Discipline for School-Aged Children
Discipline is important for all children, no matter how young or old. Discipline should not mean punishment, but rather the time spent teaching and protecting your child. The overall goal is to keep your child safe by teaching self-control and the difference between acceptable (right) and unacceptable (wrong) behaviors. Most children begin to learn self-control around 3 or 4 years of age, but continuously benefit from some external controls on their behavior.
With a variety of ways to discipline a school-aged child, you will probably end up using most, if not all of them at some time or another.
- Use natural consequences. Your child can learn by seeing the natural consequences of his actions. For example, if he breaks a toy in anger, he will no longer be able to play with it. If he is careless and loses his favorite scarf, obviously he will no longer be able to wear it.
- Use logical consequences. Some unacceptable (wrong) behaviors have no immediate or obvious natural consequences. In these cases, you should determine consequences that are logically related to the misbehavior. For example, you might tell your child that if he does not pick up his toys before bed, then you will put them away and he will not be allowed to play with them for one whole day.
- Delay a privilege. If your child is refusing to complete a necessary task, tell him that he cannot do something else that he enjoys until after he finishes. For example, say, "After you finish your homework, you can watch one television show."
- Use "I" messages. Tell your child how you feel when he misbehaves. Start your sentences with "I." For example, "I get upset when you throw the ball in the house." Just like an adult, your child is more likely to not listen and be defensive to messages that start with "you," such as, "You upset me when you throw the ball."
- Discuss things in family conferences. As children get older, they want to negotiate and help to find solutions to problems, rather than being told what to do. When a problem arises, ask your child for suggestions about how to handle it. For example, "We are not getting out of the house on time in the morning. What do you think we could do to change this?" Some discipline techniques stand the test of time, meaning that the same techniques can be helpful for younger and older children alike.
- Limit opportunities for temptation. Although discipline involves setting and enforcing limits of acceptable behavior, it also means preventing problems before they happen. One of the best ways to keep your child safe is to thoroughly childproof your house.
- Ignore harmless behaviors. You can simply ignore unacceptable behaviors that are harmless, such as temper tantrums, whining or interrupting.
- Shift the focus. Try shifting your child's attention away from trouble, toward a different, safer activity.
- Express your disapproval. Go over to your child, look him straight in the eyes, and say, "no" or "stop." Tell him what he should not do and why he should not do it. In many cases, this is all that is necessary to stop an unacceptable behavior. You should also tell your child what the consequences would be if he does it again.

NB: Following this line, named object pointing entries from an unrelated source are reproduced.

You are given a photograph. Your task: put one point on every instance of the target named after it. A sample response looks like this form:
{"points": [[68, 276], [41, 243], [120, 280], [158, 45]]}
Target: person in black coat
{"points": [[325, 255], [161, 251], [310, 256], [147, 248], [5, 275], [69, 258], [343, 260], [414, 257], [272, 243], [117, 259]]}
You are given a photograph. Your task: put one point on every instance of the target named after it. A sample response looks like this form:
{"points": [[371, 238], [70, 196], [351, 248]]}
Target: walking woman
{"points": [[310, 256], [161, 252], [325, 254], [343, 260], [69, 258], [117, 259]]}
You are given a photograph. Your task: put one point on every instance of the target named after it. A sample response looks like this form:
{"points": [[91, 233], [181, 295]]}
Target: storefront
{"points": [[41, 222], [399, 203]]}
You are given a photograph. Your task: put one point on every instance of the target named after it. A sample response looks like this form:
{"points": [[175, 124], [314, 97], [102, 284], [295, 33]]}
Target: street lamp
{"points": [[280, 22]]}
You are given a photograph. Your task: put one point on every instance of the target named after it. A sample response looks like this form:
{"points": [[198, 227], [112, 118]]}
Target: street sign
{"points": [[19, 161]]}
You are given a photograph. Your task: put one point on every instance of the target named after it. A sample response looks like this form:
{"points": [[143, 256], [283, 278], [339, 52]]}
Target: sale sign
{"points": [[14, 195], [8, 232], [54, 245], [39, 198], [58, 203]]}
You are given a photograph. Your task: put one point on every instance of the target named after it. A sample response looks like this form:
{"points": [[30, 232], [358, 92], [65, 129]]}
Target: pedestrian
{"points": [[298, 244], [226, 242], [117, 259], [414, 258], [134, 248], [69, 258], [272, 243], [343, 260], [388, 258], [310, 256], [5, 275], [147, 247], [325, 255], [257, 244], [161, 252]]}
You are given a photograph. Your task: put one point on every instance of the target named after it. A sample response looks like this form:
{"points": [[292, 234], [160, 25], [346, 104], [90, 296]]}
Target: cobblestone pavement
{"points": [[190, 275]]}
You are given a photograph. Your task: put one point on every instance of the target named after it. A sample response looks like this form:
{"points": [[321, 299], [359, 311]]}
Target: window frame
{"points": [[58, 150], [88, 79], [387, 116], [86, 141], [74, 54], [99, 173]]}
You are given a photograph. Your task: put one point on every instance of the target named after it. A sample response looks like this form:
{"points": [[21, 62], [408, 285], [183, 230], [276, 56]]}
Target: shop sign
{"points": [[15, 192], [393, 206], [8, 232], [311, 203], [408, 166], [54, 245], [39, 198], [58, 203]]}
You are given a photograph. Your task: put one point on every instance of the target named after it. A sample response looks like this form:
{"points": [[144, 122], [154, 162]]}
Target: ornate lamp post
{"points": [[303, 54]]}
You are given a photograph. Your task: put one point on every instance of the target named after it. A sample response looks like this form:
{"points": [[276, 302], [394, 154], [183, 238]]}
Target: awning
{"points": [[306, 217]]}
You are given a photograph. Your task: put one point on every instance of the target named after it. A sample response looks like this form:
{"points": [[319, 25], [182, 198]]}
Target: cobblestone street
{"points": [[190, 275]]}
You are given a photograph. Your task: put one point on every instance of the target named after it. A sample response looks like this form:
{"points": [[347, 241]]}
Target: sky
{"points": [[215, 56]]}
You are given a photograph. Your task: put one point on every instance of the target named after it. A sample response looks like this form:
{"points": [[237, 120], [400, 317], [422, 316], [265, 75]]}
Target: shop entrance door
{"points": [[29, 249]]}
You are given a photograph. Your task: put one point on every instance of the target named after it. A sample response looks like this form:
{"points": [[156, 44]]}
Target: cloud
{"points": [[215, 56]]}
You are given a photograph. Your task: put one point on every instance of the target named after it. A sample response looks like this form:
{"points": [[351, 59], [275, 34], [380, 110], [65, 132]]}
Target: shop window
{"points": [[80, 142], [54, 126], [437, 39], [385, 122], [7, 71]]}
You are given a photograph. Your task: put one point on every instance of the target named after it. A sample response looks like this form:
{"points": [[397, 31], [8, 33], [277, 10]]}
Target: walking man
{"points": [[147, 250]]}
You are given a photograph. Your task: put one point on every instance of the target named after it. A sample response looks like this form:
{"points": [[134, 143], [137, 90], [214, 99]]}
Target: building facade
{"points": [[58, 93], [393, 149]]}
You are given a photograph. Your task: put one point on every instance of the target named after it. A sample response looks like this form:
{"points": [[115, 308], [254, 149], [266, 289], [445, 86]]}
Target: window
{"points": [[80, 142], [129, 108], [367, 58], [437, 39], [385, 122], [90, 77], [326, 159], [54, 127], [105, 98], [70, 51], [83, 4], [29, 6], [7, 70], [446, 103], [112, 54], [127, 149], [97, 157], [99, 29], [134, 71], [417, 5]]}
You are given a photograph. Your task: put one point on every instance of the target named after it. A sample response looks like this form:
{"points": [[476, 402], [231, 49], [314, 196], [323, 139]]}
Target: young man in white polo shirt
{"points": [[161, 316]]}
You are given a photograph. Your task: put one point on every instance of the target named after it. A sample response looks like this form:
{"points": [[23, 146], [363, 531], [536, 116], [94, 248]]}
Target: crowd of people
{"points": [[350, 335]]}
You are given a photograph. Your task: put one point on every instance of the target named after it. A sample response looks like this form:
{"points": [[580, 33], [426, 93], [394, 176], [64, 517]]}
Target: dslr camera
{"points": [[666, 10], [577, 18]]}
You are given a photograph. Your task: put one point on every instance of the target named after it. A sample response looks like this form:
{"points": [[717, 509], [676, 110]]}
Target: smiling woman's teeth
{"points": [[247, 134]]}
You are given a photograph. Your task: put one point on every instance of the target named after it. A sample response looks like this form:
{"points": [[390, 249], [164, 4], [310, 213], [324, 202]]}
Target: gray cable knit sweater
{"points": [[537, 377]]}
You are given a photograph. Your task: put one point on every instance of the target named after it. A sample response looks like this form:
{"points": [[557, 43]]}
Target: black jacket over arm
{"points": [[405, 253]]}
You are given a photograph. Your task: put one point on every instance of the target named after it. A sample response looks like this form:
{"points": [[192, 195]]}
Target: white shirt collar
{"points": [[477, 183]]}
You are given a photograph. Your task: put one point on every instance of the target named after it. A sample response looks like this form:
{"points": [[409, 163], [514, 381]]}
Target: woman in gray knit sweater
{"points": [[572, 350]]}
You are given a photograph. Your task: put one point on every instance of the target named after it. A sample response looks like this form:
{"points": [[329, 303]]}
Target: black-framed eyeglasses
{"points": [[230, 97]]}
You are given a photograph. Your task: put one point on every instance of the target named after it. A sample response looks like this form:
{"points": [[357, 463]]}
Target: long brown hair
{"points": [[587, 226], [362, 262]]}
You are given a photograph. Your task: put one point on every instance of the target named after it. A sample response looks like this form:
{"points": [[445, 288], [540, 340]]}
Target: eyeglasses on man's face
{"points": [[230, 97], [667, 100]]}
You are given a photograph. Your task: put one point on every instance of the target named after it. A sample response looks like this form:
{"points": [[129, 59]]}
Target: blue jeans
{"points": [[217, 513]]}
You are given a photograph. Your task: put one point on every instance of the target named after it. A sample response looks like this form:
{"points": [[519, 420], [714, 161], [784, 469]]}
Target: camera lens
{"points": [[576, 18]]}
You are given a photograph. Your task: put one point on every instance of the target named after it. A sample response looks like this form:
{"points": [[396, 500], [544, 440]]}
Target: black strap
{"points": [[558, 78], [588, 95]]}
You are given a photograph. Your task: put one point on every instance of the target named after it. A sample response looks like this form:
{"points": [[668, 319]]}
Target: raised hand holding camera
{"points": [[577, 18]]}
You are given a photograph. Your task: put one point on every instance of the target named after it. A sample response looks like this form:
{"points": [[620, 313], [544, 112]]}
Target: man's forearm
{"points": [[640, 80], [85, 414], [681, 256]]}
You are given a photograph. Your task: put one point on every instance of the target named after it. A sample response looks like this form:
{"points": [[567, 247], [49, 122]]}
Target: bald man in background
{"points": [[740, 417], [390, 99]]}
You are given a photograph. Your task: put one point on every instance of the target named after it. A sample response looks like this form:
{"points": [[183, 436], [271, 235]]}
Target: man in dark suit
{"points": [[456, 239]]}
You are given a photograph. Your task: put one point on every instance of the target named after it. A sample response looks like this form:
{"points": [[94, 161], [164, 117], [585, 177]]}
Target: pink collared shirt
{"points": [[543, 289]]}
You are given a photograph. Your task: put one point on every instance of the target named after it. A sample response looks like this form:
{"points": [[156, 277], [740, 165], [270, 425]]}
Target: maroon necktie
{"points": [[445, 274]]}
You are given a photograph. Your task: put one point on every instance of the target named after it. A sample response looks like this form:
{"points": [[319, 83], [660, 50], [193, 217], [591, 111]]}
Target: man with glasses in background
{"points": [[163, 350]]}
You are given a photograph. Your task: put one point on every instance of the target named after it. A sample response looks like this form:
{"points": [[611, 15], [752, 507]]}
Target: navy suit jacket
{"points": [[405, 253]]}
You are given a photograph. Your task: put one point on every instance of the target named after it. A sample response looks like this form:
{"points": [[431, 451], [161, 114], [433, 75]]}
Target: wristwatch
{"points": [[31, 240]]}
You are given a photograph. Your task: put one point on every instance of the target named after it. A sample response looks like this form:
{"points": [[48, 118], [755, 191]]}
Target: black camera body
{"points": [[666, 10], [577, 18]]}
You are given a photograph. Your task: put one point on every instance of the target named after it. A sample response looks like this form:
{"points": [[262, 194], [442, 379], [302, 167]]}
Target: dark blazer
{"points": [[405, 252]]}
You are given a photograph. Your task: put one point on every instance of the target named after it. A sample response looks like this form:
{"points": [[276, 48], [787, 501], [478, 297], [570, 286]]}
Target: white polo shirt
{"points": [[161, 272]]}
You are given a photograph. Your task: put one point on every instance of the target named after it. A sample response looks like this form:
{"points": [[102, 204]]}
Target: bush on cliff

- Move your child. Sometimes you may need to physically move your child away from a tempting situation or toward a desired activity. For example, you actually may have to carry your child into the bathroom for his bath.
- Give time-out. Time-out can be used with children as young as 1 year of age. It involves taking a "break" away from a difficult situation and spending time in a less-appealing place. The peak ages for using time-out are 2 to 4 years, but time-out may be useful occasionally for older children, giving them more focused time to think about their actions.
Other things to keep in mind:
When setting limits, it's important always to be consistent. Rules should be the same for every caregiver of your child (grandparents included), and these rules must stay the same from one day to the next. When enforcing rules, keep a straight face. Laughing when your child misbehaves doesn't send a message of disapproval; your child might not take you seriously, now or the next time.
Many parents feel like they are constantly saying "no" to their child. Consider re-evaluating which issues are worth a battle and which are not. Certain aggressive behaviors such as hitting and biting are unacceptable, but you may want to think about taking a more relaxed approach with other issues — maybe it isn't so important to pick up every toy in the family room before bed. Remember, your ability to remain calm and flexible will influence your child's future actions as well.
What about spanking? While it may seem like spanking solves an immediate problem, studies have shown that spanking isn't as effective in changing long-term behaviors as positive reinforcement and other forms of discipline are. In fact, spanking may actually make kids more aggressive in the future. Try the other forms of discipline described above instead.
One final thought that can be key to making positive changes in your child's behavior: Catch 'em being good! Make sure that you regularly reward acceptable behaviors. When you see your child doing something that you like, hug him, smile at him and praise him. Children want their parent's attention and can be taught that positive behaviors are the best way to get that attention and make you proud of them.